Thrift Savings Program (TSP) participants will be able to contribute more money in 2018. Starting January 1, 2018, active duty service members, most reservists and government civilian employees will be able to contribute up to $18,500 a year into TSP accounts — a $500 increase from 2017. Individuals over 50 years old can also contribute an additional $6,000 a year in “catch-up” contributions for a total of $24,500.
TSP Fund Options
The TSP has 5 different investment fund options participants can contribute to:
- C Fund – S&P 500 index stocks
- S Fund – stocks of U.S. companies not included in the S&P 500 Index
- I Fund – international stocks
- F Fund – corporate bonds
- G Fund – US Treasury securities
In addition to these five fund options, there are also Lifecycle Funds (L Funds), which are comprised of differing fund mixes based on the participants expected retirement date. Currently the TSP offers the L2020, L2030, L2040, and L2050 funds, with each fund investment mix adjusted accordingly to match the expected retirement date. The TSP offers both conventional and Roth investment options.

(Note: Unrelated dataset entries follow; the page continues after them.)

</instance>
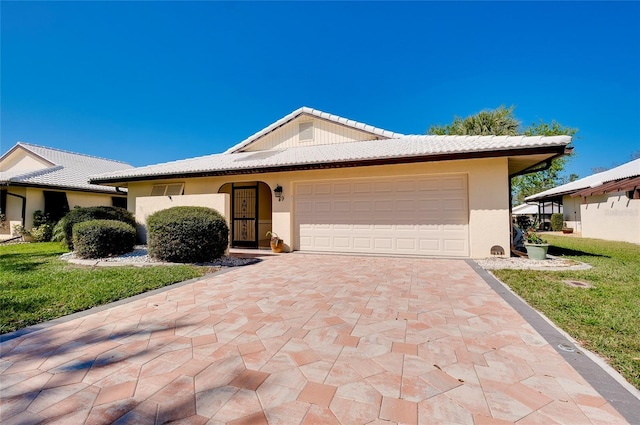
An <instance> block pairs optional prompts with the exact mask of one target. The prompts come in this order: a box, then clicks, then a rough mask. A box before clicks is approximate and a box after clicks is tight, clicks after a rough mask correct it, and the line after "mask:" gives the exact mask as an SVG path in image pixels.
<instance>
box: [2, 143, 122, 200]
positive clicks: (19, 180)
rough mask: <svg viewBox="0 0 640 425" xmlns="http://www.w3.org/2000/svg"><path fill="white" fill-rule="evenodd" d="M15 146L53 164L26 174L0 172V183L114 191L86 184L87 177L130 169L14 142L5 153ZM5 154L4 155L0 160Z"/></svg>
mask: <svg viewBox="0 0 640 425" xmlns="http://www.w3.org/2000/svg"><path fill="white" fill-rule="evenodd" d="M18 147H22V148H23V149H26V150H27V151H30V152H32V153H33V154H35V155H37V156H39V157H41V158H43V159H45V160H47V161H49V162H51V163H53V164H54V165H53V166H51V167H48V168H44V169H42V170H37V171H30V172H24V171H22V172H11V171H3V172H0V182H7V183H11V182H13V183H20V184H23V185H25V184H33V185H43V186H51V187H64V188H77V189H82V190H93V191H101V192H115V188H114V187H111V186H101V185H96V184H90V183H89V176H90V175H92V174H97V173H110V172H114V171H121V170H125V169H132V168H133V166H131V165H130V164H127V163H124V162H120V161H113V160H110V159H104V158H98V157H95V156H89V155H84V154H79V153H74V152H67V151H63V150H60V149H54V148H48V147H44V146H38V145H32V144H30V143H24V142H18V143H17V144H16V145H15V146H14V147H13V148H11V149H10V150H9V151H8V152H7V154H8V153H9V152H12V151H14V150H15V149H16V148H18ZM7 154H5V155H4V156H3V158H4V157H5V156H6V155H7ZM0 159H2V158H0Z"/></svg>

New Blended Retirement Option in 2018
In January 2018 the Blended Retirement System (BRS) will begin for new service members. Current service members with less than 12 years active service will have the option of enrolling in the BRS.
All service members under the BRS will automatically be enrolled to contribute 3 percent of their base pay to the TSP, which can be changed at any time. BRS participants will also receive a TSP matching contribution of 1 percent of their base pay from the government.
After 2 years, the government’s matching contribution will go up to 5 percent of base pay. That means for a contribution of 5 percent or more of base pay to the TSP, the government will match up to 5 percent.
If you decide to leave the military before retirement, you can take the retirement account with you. You are limited on what you can do with your TSP money, usually you can’t take it out until retirement age unless you take out a loan against the account. You can also transfer your money out of the TSP and into a different qualified retirement plan. If you continue to work for the government after leaving the service you can continue putting money into the TSP account. If funds are withdrawn for any other reason there are potential tax penalties.